At this critical point in the development of the steel pan there surfaced many new ideas, some accepted, others discarded. Again, in the forties one of the new ideas that became permanent was the introduction of the chromatic scale by the same innovator who was responsible for creating the concave construction of the pan, Ellie Mannette. The newly chromatic format led to the widespread acceptance of the steel pan as a musical instrument. One of the main sources in the development of the steel pan became the Woodbrook Invaders, formerly the Oval Boys later to be known as the Shell Invaders, led by the same Ellie Mannette. Under Ellie’s guidance and leadership some of the first primary voices of the steel pan family were developed.
During this period different styles and designs of pans were introduced, many of which were rejected or replaced by another after a short while. The evolution of the pan was in high gear and what did not work was quickly abandoned. Individual steel bands of the era fashioned their own patterns or configurations of notes on the instruments. Tuners of the bands were the deciding factor as to note placement on the pans. This led to widespread diversity and from time to time changes were made to accommodate the playing of a particular song.

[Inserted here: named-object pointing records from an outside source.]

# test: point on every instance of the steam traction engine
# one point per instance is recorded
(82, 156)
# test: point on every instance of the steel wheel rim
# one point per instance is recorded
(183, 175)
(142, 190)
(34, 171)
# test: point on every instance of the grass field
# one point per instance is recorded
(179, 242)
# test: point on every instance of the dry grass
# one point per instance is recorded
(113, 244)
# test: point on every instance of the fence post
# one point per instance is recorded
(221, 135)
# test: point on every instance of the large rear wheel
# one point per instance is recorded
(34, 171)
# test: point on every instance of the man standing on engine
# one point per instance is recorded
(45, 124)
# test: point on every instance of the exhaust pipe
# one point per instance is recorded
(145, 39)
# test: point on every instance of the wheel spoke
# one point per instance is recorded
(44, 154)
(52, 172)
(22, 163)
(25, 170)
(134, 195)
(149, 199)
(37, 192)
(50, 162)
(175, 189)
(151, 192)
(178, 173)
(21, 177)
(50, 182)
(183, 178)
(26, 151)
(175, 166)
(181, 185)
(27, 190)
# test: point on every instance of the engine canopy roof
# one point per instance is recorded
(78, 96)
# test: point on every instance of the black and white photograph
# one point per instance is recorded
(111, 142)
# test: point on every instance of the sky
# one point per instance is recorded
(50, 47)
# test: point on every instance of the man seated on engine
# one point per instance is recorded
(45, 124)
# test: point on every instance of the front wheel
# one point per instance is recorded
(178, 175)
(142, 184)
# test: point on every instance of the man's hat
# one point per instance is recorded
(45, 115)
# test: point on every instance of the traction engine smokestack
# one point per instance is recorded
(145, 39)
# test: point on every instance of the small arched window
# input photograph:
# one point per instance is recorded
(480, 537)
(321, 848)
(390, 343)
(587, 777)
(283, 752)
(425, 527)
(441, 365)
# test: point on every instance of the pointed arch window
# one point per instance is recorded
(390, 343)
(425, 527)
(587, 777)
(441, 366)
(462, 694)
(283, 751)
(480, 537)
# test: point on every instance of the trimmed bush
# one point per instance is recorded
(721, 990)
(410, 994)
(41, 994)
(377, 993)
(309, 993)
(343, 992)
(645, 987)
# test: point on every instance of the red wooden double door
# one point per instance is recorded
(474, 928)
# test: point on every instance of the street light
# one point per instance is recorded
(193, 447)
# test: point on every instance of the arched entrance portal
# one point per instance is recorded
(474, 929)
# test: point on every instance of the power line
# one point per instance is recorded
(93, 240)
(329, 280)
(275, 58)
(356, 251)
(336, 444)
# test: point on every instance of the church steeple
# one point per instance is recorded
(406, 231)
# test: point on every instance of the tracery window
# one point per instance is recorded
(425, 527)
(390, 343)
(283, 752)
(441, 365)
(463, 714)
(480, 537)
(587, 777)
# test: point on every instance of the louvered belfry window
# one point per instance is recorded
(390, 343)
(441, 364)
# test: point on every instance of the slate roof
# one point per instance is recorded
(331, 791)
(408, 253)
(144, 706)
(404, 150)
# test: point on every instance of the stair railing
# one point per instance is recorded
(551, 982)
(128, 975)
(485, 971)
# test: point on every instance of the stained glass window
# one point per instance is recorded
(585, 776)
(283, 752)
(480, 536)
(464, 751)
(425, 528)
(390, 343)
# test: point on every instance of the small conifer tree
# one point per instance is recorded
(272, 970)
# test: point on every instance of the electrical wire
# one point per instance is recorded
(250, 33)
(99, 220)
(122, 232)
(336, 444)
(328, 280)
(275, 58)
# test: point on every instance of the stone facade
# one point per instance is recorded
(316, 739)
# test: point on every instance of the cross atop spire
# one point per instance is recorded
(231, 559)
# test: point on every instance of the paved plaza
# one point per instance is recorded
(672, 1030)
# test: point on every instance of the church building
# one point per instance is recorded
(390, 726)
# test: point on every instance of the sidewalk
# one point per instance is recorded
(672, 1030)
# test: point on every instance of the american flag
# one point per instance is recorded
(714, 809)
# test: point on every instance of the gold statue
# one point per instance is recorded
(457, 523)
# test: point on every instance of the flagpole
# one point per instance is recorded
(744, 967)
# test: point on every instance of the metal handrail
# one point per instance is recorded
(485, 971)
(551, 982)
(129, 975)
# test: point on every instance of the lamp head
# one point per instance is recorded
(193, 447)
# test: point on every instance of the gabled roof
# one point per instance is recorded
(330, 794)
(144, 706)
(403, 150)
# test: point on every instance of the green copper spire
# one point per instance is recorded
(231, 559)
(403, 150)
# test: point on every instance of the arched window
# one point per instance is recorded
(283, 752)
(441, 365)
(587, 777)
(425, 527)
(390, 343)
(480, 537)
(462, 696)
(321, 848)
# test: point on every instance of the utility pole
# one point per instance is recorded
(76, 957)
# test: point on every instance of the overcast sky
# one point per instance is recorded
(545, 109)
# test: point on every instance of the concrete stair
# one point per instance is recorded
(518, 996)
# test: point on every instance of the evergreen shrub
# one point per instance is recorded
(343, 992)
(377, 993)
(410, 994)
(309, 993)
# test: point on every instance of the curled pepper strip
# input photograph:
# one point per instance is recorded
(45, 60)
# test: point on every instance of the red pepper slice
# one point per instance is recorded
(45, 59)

The steel pan art form underwent a metamorphosis that led to a critical upsurge of invention among most of the major steel bands, especially those who had become more musically sophisticated since the introduction of the chromatic scale. A large number of new voices emerged. With this emergence came the personalizing of steel bands caused as a result of the way these voices were used within the band. Bands were recognized by their overall sound depending upon which pan received the emphasis in the arrangement. For instance, City Syncopators (led by Philmore “Boots” Davidson) were noted for the emphasis being placed in the guitar section during their mambo arrangements. Casablanca Steel Band placed emphasis on the double second in their arrangements. You could tell one band from another by the difference in sound.
It was quite noticeable when bands began placing greater emphasis on how they sounded and became more aware of how in tune the pans were. These were times when bands boasted of having more arrangements as opposed to only sounding good because of how well the pans were tuned. This became a turning point in the development of the steel pan where more focus was placed on the tuning of a note rather than on just playing the pan. It was not long before many bands noticed the difference in the sound of the bands that had a particular kind of configuration of note placement on the instrument. This occurred mainly among the steel bands in the west part of Port of Spain that were influenced by the Woodbrook Invaders, the home of the first chromatic tenor.